Gel Alignment in 3D Microfluidic Neuronal Culture Systems

Abstract

Axon plays an important role in the brain mechanisms as electric signal transmission, axonal transport, and local protein synthesis. By developing of valuable microfluidic systems, researchers easily isolate, observe, and test neurites development. In 2D culture, a microfluidic culture platform is a strong tool to probe axons independently from cell bodies, and micro-patterning method pattern axonal guidance molecules to selectively control axonal growth. However, conventional 2D environments disadvantage is not to closely mimic physiological axon growth. To understand fully how axons as well as neural networks form and operate, some 3D cell-culture models have been recently applied widely.

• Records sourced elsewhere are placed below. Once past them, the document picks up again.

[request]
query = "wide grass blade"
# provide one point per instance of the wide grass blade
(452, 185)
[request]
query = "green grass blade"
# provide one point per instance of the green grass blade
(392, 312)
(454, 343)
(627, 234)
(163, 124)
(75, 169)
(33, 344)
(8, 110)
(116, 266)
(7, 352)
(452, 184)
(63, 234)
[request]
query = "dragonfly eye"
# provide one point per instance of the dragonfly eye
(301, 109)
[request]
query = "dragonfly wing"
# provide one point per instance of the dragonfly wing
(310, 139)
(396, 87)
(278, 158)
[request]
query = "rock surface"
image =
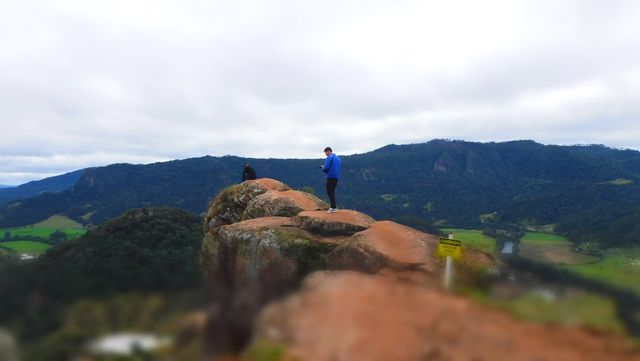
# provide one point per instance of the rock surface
(341, 223)
(352, 316)
(372, 289)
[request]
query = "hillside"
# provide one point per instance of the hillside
(356, 289)
(144, 251)
(589, 193)
(30, 189)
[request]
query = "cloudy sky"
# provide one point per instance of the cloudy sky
(89, 83)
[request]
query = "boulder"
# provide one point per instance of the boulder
(282, 203)
(229, 206)
(353, 316)
(387, 244)
(341, 223)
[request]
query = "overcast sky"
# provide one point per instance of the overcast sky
(88, 83)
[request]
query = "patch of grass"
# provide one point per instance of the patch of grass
(551, 248)
(29, 247)
(543, 238)
(573, 308)
(58, 221)
(617, 270)
(264, 351)
(43, 232)
(473, 238)
(620, 182)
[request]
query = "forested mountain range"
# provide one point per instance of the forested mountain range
(30, 189)
(590, 193)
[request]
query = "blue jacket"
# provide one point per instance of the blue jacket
(333, 165)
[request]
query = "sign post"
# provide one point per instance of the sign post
(451, 249)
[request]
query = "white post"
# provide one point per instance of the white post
(447, 273)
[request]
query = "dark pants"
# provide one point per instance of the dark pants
(332, 183)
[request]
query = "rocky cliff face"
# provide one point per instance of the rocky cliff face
(371, 289)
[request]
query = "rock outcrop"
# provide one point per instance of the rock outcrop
(372, 289)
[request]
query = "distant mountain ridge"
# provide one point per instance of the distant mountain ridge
(34, 188)
(591, 193)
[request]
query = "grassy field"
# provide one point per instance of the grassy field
(536, 237)
(617, 270)
(28, 247)
(551, 248)
(59, 222)
(43, 232)
(620, 267)
(45, 228)
(473, 239)
(569, 309)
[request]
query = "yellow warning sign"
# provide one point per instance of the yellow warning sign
(450, 247)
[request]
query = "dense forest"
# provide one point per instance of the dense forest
(128, 263)
(589, 193)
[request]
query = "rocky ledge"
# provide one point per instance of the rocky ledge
(372, 289)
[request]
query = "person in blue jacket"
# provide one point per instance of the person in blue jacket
(332, 169)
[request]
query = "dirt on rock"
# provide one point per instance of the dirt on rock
(352, 316)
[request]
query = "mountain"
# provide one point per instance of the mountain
(589, 193)
(144, 251)
(30, 189)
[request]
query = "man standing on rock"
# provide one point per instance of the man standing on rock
(332, 169)
(248, 173)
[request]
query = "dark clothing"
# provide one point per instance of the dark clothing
(332, 183)
(248, 173)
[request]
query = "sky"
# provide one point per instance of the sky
(90, 83)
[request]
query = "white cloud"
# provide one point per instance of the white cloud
(92, 83)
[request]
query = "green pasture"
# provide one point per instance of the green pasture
(59, 222)
(551, 248)
(45, 228)
(613, 269)
(473, 239)
(29, 247)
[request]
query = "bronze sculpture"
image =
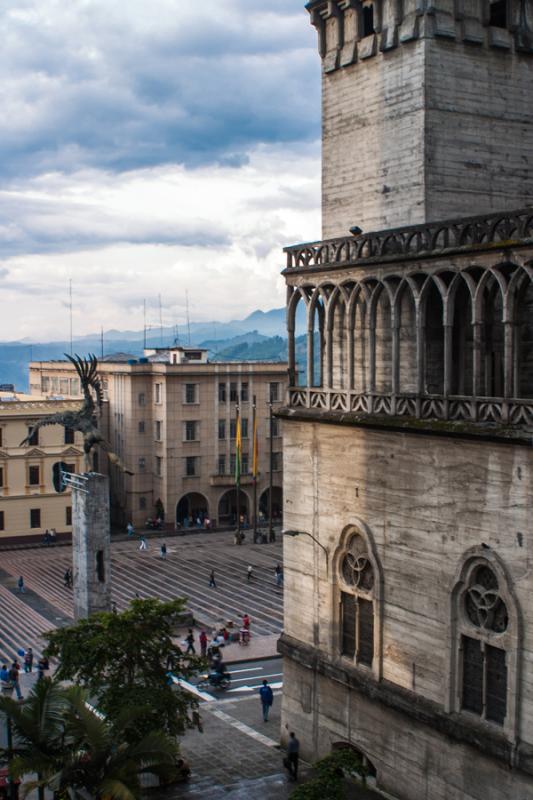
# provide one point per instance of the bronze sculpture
(86, 419)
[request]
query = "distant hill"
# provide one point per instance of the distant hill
(253, 335)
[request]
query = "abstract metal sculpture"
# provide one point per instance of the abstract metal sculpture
(86, 419)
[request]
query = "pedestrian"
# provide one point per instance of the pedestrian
(28, 660)
(190, 643)
(267, 698)
(203, 644)
(14, 678)
(293, 753)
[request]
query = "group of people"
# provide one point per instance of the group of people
(10, 676)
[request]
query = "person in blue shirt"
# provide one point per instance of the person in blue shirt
(267, 698)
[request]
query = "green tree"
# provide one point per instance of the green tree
(123, 659)
(74, 750)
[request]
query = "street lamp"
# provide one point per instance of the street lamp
(315, 540)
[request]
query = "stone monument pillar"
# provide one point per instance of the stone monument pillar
(91, 537)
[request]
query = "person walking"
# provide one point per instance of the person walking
(190, 643)
(293, 754)
(267, 698)
(14, 678)
(28, 660)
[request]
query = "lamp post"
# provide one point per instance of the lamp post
(315, 540)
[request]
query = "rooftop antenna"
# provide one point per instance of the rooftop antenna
(144, 324)
(161, 320)
(188, 318)
(70, 310)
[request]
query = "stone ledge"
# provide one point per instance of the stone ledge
(474, 431)
(423, 711)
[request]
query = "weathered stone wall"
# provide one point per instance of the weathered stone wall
(91, 536)
(426, 501)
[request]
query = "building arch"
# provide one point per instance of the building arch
(357, 583)
(191, 507)
(227, 507)
(486, 638)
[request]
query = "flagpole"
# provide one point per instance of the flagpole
(254, 467)
(238, 470)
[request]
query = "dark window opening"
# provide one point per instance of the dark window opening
(100, 566)
(368, 20)
(498, 14)
(348, 624)
(365, 650)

In vitro, a lack of an appropriate method which guides axons in 3D environment prevented investigation of axonal biology and neural networks. Here, we describe a novel method that guides axon growth by controlling 3D gel alignment. In this method, we design a microfluidic device that maintains 3D gel environment (Matrigel) in channel. Before complete polymerization, the random structure of Matrigel is aligned by the directional diffusion and pressure of medium from top to bottom. Then, neurospheres are cultured next to the aligned gel. Neural cells are differentiated from neurospheres inside the 3D scaffold. Because the cell motility depends on the scaffolds structure, neural cells as well as their dendrites migrate and invade directionally inside the aligned gel. Neurosphere-derived cells express the fluorescent of tubulin β III-positive (Tuj-III) neurons show the data of axon alignment (80% axons grow straight, less than 30 degree). Besides, depending on the concentration of Matrigel, the alignment of axons will be formed completely or partially. For neural network formation, synapse signals can be detected on the designated areas between the directional axons and local dendrites The axon guidance in 3D environment provides the understanding of directional controlling axon growth, supporting the formation neural network in 3D and solving the 2D culture limitation by utilizing extracellular matrix gel on axon migration. In addition to its compatibility with optics system, the platform is useful for guiding axon with light, forming neural network, making axon injury, and observing regeneration in 3D environment.